There will also be QR codes available on objects throughout the courtyard, which will provide users with information about the ‘Indigenous Ways of Knowing’. These are a variety of teachings within the culture that educate people about the vast knowledge that exists across Indigenous communities.
FPIC members also held a smudging ceremony in the courtyard Sept. 30 and revealed a newly-planted weeping willow tree.
“The tree will act as a place of reflection and rest for all the Indigenous children who never made it home from residential schools,” said Julie Pigeon, FPIC student success coordinator.
Canada was faced with a difficult truth in May when 215 Indigenous children’s bodies were found underneath a residential school in Kamloops, B.C.
Since May, that number has increased to reportedly more than 6,500 bodies found, as more investigations continue at former residential school sites.
Pigeon said the centre hosted an honouring and dialogue session in May after the news of the children made headlines. Students, faculty and members of the community gathered online to reflect on what they were feeling and ask further questions.

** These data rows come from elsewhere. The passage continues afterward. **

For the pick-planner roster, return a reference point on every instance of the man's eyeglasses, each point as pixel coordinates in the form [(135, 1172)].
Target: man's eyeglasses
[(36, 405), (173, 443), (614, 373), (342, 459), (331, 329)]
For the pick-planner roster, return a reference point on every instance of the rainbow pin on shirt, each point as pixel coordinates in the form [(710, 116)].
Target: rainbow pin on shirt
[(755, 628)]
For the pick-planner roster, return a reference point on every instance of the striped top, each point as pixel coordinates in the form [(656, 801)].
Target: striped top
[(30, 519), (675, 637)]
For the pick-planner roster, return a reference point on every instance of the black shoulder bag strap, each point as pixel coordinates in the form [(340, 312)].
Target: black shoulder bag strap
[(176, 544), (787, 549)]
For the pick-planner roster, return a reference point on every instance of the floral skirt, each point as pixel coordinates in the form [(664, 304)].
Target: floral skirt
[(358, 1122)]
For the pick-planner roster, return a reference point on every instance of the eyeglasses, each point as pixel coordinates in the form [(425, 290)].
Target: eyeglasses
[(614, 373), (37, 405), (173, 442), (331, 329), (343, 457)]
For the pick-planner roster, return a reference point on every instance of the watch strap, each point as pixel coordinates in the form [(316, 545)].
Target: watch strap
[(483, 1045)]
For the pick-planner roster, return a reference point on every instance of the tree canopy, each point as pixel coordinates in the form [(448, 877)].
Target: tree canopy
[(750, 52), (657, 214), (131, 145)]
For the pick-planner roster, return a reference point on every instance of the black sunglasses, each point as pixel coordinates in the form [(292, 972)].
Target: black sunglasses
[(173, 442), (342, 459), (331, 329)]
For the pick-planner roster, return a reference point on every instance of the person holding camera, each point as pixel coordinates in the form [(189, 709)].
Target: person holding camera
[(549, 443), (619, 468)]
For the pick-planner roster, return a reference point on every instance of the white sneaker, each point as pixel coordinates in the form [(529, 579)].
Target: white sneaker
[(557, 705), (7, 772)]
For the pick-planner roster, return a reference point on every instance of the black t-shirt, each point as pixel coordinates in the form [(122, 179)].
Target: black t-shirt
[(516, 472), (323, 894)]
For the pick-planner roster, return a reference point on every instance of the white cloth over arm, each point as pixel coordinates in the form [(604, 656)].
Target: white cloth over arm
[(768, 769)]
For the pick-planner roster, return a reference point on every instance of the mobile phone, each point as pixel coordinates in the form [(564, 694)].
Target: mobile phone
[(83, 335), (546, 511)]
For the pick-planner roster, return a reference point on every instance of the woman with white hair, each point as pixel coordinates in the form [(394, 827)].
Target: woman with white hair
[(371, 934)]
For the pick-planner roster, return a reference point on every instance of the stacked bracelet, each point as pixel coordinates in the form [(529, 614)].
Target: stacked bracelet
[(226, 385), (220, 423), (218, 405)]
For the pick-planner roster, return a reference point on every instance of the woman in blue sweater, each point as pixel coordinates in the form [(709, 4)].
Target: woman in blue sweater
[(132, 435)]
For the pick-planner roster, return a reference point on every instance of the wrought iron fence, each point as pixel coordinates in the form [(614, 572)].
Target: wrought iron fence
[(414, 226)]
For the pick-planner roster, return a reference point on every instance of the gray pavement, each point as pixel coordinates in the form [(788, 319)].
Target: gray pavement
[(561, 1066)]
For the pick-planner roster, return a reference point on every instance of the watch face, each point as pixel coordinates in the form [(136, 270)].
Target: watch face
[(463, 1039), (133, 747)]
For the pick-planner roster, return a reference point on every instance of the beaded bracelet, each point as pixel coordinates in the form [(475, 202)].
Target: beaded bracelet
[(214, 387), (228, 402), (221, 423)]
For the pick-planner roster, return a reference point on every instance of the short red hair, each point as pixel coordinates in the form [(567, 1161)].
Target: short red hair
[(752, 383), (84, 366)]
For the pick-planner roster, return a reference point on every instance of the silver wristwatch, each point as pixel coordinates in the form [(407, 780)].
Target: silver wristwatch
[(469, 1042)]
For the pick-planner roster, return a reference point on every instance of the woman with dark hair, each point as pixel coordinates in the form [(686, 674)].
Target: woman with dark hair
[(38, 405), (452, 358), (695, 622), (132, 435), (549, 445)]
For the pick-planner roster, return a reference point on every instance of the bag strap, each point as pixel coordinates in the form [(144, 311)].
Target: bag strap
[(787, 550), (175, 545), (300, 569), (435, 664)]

Pigeon said the virtual environment made connection and engagement more “difficult,” but it also brought the community together in a more accessible way.
“In a virtual setting it’s hard to replicate a safe, home-like setting because there is no place to gather,” Pigeon said. “But the benefits have been that our programming has been more accessible for students.”

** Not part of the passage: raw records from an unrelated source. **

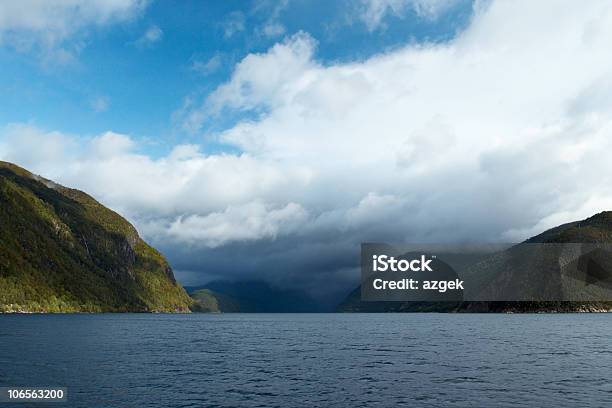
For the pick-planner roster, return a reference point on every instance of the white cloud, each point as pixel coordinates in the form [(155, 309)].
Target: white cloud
[(233, 24), (248, 222), (494, 135), (152, 35), (207, 67), (46, 26), (373, 12)]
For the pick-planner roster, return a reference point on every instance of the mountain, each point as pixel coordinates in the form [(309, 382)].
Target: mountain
[(595, 229), (62, 251), (250, 297)]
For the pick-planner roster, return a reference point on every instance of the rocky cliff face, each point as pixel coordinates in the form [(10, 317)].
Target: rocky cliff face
[(62, 251), (593, 230)]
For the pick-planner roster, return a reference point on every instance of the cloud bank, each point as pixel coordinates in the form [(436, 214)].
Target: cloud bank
[(494, 136)]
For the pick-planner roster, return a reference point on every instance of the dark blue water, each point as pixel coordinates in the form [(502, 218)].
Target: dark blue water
[(429, 360)]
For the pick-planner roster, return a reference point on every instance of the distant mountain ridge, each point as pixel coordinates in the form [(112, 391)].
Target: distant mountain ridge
[(250, 297), (595, 229), (62, 251)]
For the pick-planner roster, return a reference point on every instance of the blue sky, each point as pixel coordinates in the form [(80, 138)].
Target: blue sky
[(269, 139), (117, 82)]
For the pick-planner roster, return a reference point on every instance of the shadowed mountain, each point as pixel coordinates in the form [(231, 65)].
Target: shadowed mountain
[(594, 266), (250, 297), (62, 251)]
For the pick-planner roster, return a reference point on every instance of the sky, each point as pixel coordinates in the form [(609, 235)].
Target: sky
[(268, 139)]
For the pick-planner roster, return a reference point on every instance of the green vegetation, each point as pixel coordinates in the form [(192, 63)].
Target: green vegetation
[(595, 229), (62, 251)]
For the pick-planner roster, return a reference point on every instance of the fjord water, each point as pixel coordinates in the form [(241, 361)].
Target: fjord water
[(140, 360)]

The FPIC offers a safe space for people from the college and Durham Region to meet, connect and learn about Indigenous teachings, Pigeon said.
Although the centre offers a safe space for those who self-identify as Indigenous, Pigeon said there are still people who don’t feel comfortable self-identifying.
“There are so many reasons as to why students don’t feel comfortable self-identifying. Due to the whole process of colonization, or they feel they aren’t able to self-identify if they don’t have status,” Pigeon said. “Regardless if someone has status or not, they can still self-identify with the college.”
Pigeon encourages Indigenous students to self-identify if they can because she believes post-secondary school can be the first safe opportunity for people to explore their heritage.